Project Octant – Graphical User Interface for Kubernetes

Project Octant – Graphical User Interface for Kubernetes

By introducing new layers of abstraction through kubernetes, it is possible that this comes with additional complexity. Project Octant is a useful tool to add to the arsenal when trying to navigate how resources within a kubernetes cluster hang together, to describe kubernetes clusters in a manner that is perhaps more friendly to existing operation teams.

Octant is a tool for developers to understand how applications run on a Kubernetes cluster. It aims to be part of the developer’s toolkit for gaining insight and approaching complexity found in Kubernetes. Octant offers a combination of introspective tooling, cluster navigation, and object management along with a plugin system to further extend its capabilities.

Getting Started with Project Octant

Getting started couldn’t be much more straight forward.  From the github page for the project there is a link to the releases location where you can download the prepackaged binaries for your operating system (you can also use chocolatey, scoop, brew if you desire).  Once downloaded extract to your binary directory or working location.  The environment I’ve got access to for this is running windows, as you can see I’ve got a few other tools in this directory.

Octant needs to be run from a terminal so launch a cmd prompt from your working location.  Authenticate to the cluster you wish to inspect, switch to your desired context and and launch octant.  The process will start listening on localhost:7777, which you can access with your favourite browser.  The vSphere supervisor cluster is not aware of the namespaces running within the Tanzu Kubernetes Clusters, so authenticate against the cluster that you want to see the information for.

The UI is very intuitive and allows you to click between namespaces, contexts and the resources with ease.  Displaying pertinent information at every step.  IN the example below I’ve logged into the supervisor cluster selected the namespace for the vSphere container registry and selected the pods resource.

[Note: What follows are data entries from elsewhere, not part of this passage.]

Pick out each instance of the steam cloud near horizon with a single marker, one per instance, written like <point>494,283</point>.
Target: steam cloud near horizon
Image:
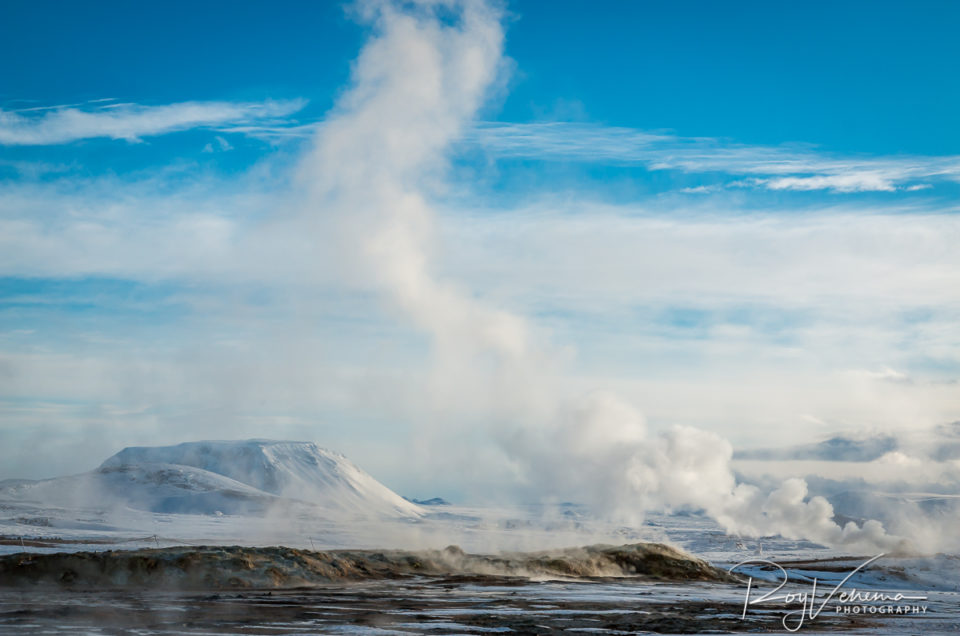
<point>376,165</point>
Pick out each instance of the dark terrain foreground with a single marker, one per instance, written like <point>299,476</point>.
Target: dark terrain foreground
<point>242,590</point>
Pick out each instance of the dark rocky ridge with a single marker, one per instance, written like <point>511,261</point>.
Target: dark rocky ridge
<point>237,567</point>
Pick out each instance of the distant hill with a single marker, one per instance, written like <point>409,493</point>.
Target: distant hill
<point>226,477</point>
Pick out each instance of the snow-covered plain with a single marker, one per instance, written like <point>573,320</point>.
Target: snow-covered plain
<point>261,492</point>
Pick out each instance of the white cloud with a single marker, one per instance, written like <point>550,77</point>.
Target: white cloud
<point>776,167</point>
<point>131,122</point>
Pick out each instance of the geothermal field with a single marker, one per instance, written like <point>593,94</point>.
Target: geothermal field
<point>632,317</point>
<point>286,538</point>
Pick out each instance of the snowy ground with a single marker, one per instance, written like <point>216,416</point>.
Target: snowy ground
<point>261,493</point>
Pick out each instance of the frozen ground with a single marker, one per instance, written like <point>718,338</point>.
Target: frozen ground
<point>260,494</point>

One of the killer features here is that it allows me as an administrator to view and search through the logs for the pods.  Brilliant, as it saves hours of looking through logs in a terminal with grep.

For providing visibility for troubleshooting this is beyond cool!  The octant session only lives as long as the process is running so to exit is a simple ‘ctrl-c’

If I want to view my Tanzu Kubernetes Clusters, the process is exactly the same.  I use ‘kubectl-vsphere’ to login to my TKG cluster and launch octant.  From there again I can browse through the resources and namespaces associated with the cluster.

NOTE: Interestingly logging into the TKG cluster with an appropriately privileged  SSO account does grant you permissions to inspect the supervisor cluster.  I authenticated as “administrator@vsphere.local” so had permissions at the higher context.  If I login as a user with lower permissions I can see the supervisor cluster context but no resources within it.  Using the vSphere client to add edit permissions to an SSO account in the namespace of the TKG cluster, information available to that user is also limited.  I suspect to see full information in octant the user would need to be bound to a cluster role of ‘cluster-admin’ of ‘psp:vmware-system-privileged’.

If the log feature wasn’t killer enough as I have elevated permissions in TKG vs the supervisor cluster, so I can run a terminal to the pod!

It is a little hard to see from the above image but what I’m demonstrating is logging into the pod terminal, launching a bash shell, changing directory to ‘/var/log/’ and then running ‘cat dpkg.log’ to view the log file.  Not very interesting for a wordpress installation but what about the backend MariaDB?

Again I can connect into the terminal launch bash and authenticate to the DB.  Obviously the tools that are available are limited by what is in the pod image itself (which is why busybox somewhere in the estate is probably a good idea).

 

Devilishly simple to get working, but something that could and huge value and improve the troubleshooting experience.